On August 6, 1945 I was eight years old. I remember very clearly the horror I felt and how I cried. It was difficult to imagine that a human being could be capable of inflicting so much pain.
In the news they repeated the refrain that it was the only way to bring the Japanese to reason. Nuclear reaction, that could have provided humanity a source of energy, had been transformed into the deadliest of bombs. It was said that as early as 1939 Einstein had spoken with President Roosevelt concerning the possibility of fabricating very powerful bombs.
The problem that triggered the employment of the first nuclear bomb, as well as the second bomb that was released over Nagasaki three days later, was the same that we suffer today: the struggle for world domination.
Japan’s territorial expansion was a policy that logically, the U.S. could not allow to continue unchallenged. The ensuing American blockade, similar to the embargo that the U.S. has maintained against Cuba for several decades, involved the implementation of a wide range of trade sanctions and significantly reduced the export of petroleum to Japan. As a country prepared to open itself to world, Japan rejected the imposed conditions and initiated hostilities, attacking the U.S. naval base in Pearl Harbor in December, 1941, a hard blow that deeply humiliated the Americans. In the face of this ignominy, the United States fabricated the first nuclear weapons through a program headed by J. Robert Oppenheimer known as The Manhattan Project. When Harry Truman inherited the leadership of the most powerful country in the world following Franklin D. Roosevelt’s death in April 1945, he maintained the nuclear policy of his predecessor.
The first bomb was tested in New Mexico on July 14 and without any prior evaluation of the consequences, on the 6th and 9th of August, nuclear bombs were dropped over Hiroshima and Nagasaki.
The strange, mushroom-shaped clouds that billowed over these Japanese cities would cause the immediate death of more than 200,000 people and provoke lifelong after effects in the populations of the surrounding zones. The fallout would be responsible for hundreds of thousands of cases of leukemia and other forms of cancer; diseases that would, over time, be genetically transmitted in populations within the affected zones.

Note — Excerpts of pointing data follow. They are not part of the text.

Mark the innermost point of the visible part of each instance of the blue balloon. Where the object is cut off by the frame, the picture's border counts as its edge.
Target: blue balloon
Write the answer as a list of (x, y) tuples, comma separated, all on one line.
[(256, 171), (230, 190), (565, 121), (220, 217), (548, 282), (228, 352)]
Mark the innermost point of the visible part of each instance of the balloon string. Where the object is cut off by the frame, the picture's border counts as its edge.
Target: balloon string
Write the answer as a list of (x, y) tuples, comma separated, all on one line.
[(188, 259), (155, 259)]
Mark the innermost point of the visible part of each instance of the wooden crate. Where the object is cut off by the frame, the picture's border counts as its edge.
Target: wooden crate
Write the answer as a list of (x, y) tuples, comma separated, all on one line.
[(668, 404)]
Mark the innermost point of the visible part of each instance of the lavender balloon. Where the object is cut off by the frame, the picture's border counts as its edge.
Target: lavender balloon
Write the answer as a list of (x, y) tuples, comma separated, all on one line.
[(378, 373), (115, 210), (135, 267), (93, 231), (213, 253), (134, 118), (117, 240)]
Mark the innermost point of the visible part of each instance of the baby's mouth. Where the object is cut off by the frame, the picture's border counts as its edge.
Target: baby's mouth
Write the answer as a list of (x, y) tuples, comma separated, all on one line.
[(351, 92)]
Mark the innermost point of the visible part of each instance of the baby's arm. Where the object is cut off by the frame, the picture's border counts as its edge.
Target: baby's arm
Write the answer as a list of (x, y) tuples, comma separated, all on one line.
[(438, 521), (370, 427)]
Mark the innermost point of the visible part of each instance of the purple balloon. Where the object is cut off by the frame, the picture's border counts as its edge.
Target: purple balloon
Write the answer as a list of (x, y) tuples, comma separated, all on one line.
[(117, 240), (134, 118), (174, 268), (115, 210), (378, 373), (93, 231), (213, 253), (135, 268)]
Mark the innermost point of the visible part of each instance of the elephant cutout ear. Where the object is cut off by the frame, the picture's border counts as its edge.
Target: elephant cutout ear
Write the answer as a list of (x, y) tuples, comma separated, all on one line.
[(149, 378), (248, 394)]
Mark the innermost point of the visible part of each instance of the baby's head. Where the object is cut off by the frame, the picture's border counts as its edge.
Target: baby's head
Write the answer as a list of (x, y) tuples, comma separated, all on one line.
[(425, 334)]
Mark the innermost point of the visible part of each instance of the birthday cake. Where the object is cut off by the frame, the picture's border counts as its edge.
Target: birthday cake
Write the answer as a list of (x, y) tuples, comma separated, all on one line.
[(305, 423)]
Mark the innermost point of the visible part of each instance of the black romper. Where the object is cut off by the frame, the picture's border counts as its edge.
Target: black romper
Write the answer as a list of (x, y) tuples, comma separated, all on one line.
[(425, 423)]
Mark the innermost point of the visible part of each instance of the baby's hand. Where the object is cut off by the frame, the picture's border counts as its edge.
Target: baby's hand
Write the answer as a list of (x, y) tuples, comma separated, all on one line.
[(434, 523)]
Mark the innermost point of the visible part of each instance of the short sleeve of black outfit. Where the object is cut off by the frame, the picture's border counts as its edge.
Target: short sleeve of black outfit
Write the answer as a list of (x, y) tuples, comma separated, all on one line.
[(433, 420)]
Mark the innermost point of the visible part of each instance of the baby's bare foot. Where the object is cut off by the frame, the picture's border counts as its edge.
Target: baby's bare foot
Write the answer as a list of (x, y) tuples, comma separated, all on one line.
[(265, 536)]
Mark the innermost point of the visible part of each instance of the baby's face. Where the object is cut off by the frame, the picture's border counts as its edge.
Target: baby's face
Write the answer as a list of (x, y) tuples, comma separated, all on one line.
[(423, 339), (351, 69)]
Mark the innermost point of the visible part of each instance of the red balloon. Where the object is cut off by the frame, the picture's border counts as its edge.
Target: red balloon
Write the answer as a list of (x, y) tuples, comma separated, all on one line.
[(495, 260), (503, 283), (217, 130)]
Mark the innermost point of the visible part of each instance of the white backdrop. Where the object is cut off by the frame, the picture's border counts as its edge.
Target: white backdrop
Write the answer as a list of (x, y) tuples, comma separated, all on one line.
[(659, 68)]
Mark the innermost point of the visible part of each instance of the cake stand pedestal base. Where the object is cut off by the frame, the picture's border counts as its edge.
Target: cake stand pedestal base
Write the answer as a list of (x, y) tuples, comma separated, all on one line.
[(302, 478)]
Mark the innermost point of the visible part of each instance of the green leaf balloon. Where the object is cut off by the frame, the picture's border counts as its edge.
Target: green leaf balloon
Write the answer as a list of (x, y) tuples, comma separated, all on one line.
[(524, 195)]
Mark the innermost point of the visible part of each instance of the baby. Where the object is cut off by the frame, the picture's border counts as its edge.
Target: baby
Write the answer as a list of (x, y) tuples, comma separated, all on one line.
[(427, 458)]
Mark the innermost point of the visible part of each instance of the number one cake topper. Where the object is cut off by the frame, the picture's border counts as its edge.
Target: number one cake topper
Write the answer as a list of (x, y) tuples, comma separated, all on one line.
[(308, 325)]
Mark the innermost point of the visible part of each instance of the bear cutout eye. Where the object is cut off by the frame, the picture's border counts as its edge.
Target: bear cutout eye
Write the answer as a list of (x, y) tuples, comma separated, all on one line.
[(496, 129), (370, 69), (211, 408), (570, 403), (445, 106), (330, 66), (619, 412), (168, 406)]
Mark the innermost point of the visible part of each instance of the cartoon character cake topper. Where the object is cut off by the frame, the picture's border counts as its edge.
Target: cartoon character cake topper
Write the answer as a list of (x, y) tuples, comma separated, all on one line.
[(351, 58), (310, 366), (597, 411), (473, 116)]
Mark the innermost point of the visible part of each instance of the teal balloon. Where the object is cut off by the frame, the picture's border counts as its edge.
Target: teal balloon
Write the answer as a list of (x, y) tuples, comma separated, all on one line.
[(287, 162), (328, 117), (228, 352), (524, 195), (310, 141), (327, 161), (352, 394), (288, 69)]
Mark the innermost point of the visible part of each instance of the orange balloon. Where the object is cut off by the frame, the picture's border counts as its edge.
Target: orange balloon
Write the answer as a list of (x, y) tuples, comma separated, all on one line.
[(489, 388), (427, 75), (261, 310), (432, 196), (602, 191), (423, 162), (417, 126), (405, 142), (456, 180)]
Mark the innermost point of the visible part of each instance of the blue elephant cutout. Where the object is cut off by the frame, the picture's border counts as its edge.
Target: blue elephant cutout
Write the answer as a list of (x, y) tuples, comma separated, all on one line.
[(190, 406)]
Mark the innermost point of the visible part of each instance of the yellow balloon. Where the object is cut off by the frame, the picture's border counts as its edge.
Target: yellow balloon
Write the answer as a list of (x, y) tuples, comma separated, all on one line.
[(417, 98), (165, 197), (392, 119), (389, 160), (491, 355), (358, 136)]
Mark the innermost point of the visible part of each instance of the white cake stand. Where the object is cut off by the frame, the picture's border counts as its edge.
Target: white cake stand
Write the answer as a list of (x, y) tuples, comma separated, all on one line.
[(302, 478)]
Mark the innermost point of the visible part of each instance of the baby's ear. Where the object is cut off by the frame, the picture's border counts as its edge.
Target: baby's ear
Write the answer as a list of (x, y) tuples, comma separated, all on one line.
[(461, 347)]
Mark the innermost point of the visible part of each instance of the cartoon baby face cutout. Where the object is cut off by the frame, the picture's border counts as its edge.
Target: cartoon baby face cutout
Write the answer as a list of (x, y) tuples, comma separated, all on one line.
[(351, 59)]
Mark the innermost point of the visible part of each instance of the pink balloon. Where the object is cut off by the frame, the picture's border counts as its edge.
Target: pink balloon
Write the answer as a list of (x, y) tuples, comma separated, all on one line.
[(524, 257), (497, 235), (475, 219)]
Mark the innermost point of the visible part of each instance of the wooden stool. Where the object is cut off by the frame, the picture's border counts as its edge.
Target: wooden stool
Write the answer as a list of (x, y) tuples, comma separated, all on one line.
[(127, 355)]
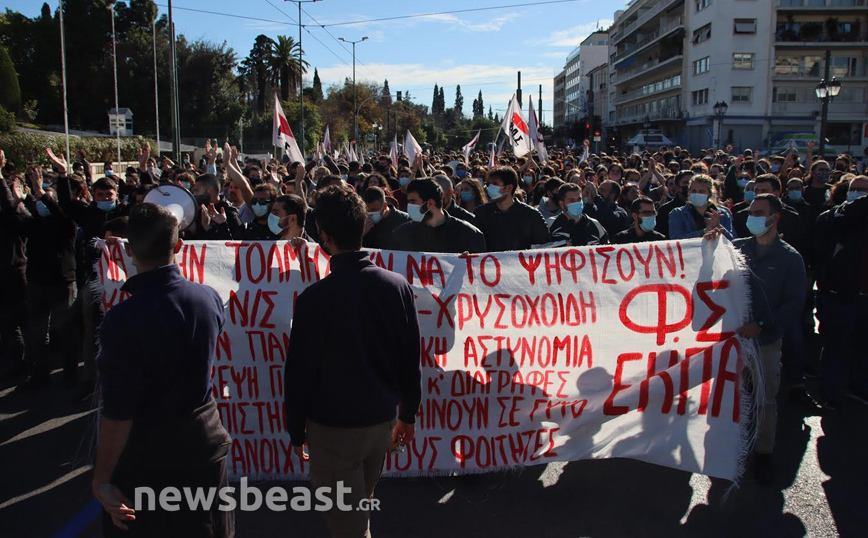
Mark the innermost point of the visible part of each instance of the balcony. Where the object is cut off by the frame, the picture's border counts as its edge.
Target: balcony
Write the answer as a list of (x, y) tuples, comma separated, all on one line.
[(664, 29), (639, 94), (651, 10), (649, 67), (663, 114), (837, 6)]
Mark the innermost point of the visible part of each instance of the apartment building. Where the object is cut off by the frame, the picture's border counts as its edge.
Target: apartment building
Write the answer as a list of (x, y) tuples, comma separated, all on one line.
[(559, 101), (671, 61)]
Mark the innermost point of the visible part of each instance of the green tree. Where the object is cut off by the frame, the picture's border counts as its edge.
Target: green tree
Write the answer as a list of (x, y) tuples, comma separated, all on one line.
[(256, 69), (10, 92), (284, 66)]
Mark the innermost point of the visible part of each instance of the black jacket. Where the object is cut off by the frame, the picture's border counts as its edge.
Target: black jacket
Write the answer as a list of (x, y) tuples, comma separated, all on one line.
[(380, 236), (580, 233), (521, 227), (841, 249), (663, 214), (50, 244), (354, 350), (454, 235)]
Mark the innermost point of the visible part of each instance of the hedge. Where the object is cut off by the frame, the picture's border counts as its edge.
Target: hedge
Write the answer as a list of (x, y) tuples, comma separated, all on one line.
[(22, 148)]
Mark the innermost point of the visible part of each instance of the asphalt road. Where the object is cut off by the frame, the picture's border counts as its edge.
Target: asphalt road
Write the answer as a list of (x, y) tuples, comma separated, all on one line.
[(821, 488)]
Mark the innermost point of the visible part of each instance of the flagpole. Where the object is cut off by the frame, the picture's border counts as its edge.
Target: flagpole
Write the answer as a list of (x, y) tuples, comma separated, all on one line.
[(63, 76)]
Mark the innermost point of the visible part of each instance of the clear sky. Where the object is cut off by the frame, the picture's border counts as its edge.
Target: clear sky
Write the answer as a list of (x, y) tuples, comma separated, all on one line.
[(480, 50)]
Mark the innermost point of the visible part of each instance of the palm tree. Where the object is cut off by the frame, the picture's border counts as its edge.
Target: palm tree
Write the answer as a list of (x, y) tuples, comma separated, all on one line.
[(284, 65)]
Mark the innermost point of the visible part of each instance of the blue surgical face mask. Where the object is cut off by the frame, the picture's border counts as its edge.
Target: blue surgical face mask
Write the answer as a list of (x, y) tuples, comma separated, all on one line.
[(42, 209), (698, 200), (493, 192), (107, 206), (855, 195), (575, 209), (259, 209), (274, 224), (822, 177), (757, 225), (415, 212), (648, 223)]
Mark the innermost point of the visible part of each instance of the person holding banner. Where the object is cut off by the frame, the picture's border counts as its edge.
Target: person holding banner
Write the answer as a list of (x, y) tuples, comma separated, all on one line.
[(343, 379), (432, 229), (159, 424), (777, 285), (449, 205), (644, 214), (507, 223)]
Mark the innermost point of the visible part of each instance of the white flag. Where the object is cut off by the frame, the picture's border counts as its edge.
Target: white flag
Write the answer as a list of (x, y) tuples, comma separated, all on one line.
[(470, 147), (282, 136), (516, 129), (536, 135), (393, 152), (411, 147), (327, 141)]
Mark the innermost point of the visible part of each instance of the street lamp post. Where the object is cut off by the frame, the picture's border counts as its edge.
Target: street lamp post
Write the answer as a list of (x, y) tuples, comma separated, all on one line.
[(826, 92), (115, 61), (301, 70), (719, 109), (356, 115)]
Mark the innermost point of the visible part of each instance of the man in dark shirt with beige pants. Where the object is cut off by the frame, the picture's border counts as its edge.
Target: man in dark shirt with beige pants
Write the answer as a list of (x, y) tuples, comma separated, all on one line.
[(344, 375)]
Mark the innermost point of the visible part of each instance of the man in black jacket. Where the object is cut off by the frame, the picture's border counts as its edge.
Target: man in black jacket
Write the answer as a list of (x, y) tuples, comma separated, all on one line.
[(432, 229), (157, 349), (644, 221), (13, 263), (841, 255), (90, 218), (383, 219), (449, 205), (344, 376), (573, 225), (51, 278), (507, 223)]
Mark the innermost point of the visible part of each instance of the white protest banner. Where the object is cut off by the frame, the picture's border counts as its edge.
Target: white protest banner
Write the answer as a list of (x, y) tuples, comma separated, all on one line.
[(527, 357)]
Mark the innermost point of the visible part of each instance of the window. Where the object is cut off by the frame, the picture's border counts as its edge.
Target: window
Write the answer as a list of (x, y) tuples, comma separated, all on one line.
[(702, 34), (813, 66), (843, 66), (742, 60), (741, 94), (786, 66), (784, 95), (744, 26)]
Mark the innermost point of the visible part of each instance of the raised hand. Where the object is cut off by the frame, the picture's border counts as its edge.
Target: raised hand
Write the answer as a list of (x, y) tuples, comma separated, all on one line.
[(58, 162)]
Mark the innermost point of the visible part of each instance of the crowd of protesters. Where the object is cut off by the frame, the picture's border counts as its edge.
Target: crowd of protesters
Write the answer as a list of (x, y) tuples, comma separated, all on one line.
[(805, 212)]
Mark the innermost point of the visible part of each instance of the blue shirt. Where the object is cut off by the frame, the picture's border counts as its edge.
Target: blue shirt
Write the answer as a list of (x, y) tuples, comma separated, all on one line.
[(157, 347)]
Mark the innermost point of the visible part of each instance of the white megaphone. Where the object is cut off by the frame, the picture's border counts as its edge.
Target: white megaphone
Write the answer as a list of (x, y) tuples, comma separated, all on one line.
[(178, 200)]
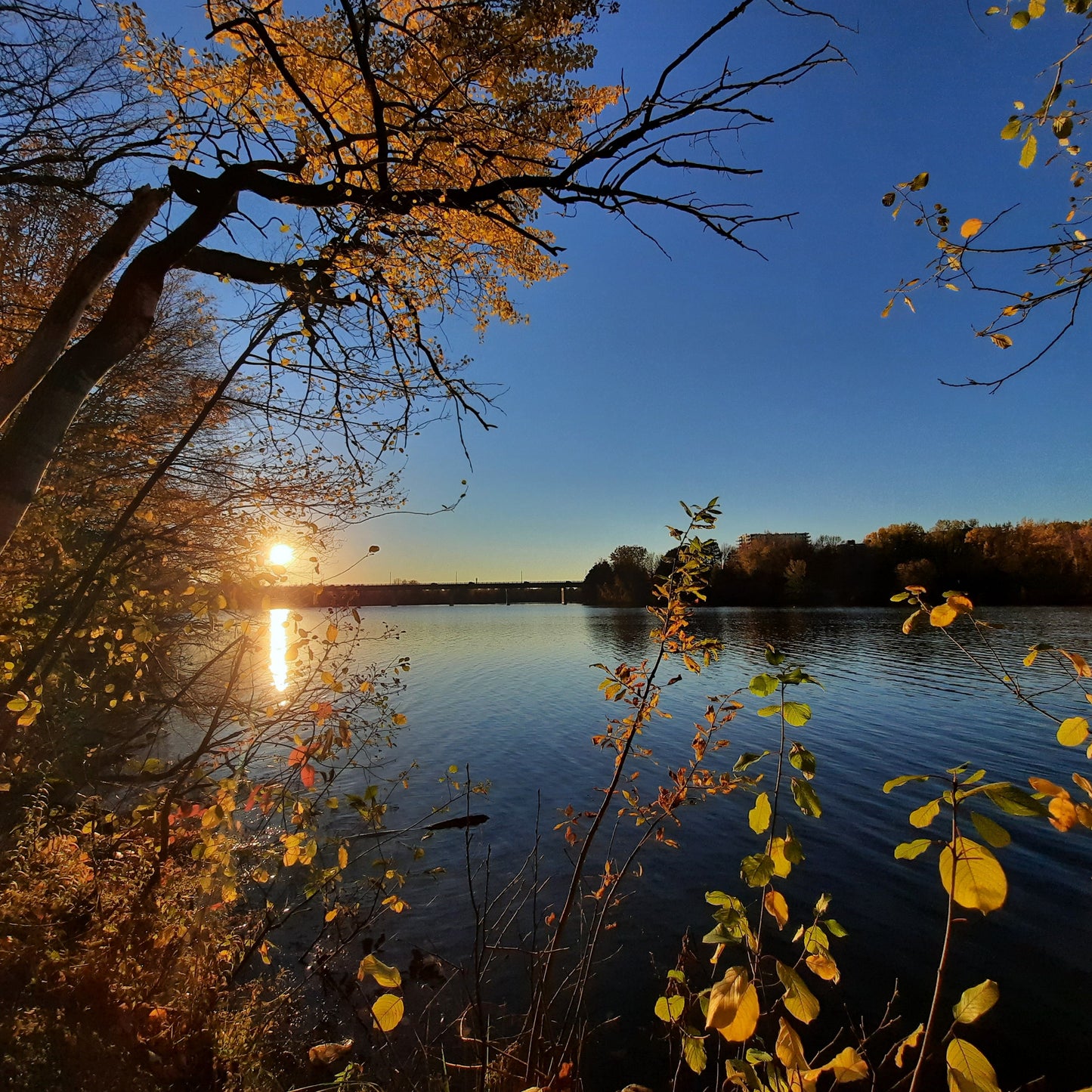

Are armaments the only effective deterrents that governments can implement? The law of the jungle, by which the strongest and most powerful are the victors, still pervades. But victors in what sense? What, or who, reaps benefits from the grim harvest of human lives? Of what good are scientific advances that extend life if the same blind powers always decide that human lives are theirs to dispose of? As Federico Mayor Zaragoza has said, it is time to change our behavior. When a grave crisis affects humanity as a whole, the first step to take must be to modify attitudes and change these obsessions for domination, possession and authority. We must replace bombs with words through dialogue and negotiation.
We cannot accept the words of anyone who tells us that terror can only be fought with terror and rage.
Not everyone is qualified for a seat at a negotiating table, but there are capable individuals, who through their lifelong dedication to the noble work of negotiation have demonstrated its effectiveness. We cannot allow the conflagration of bombs to consume our hearts or destroy our hope.
I will be a member of the core team of the World March for Peace and Nonviolence that will circle the globe; making its way through 90 countries on six continents and calling out in a united voice for nuclear disarmament, the withdrawal of invading troops from occupied territories and the progressive and proportional reduction of conventional arms. To this list of goals I would add the end of arms production, the signing of non-aggression pacts between countries, and the renunciation of war as a sole means of conflict resolution by all governments.
Many of us are convinced that another way of negotiating peace is possible. As common citizens we desire to live in peace and harmony, but those who believe themselves to be the masters of the world and all that Mother Earth offers each and every one of us to enjoy, do not let us. Now the time has come for citizens to make their voices heard all over the world. No more useless deaths in Afghanistan, Iran, Iraq, Palestine, Israel, Colombia or Africa, in whose wake a select few to revel in their power and amass wealth. I recall the words of the great artist Oswaldo Guayasamín, who said, “The world will not achieve peace while frontiers, flags and national anthems still exist.” The world is the common heritage of all of us. Uniting our voices, we will protect our hearts from the searing flames of conflict and hate and come together in an embrace that resonates with the beating of our hearts. Let’s protest for a world of dignity, a world of human beings.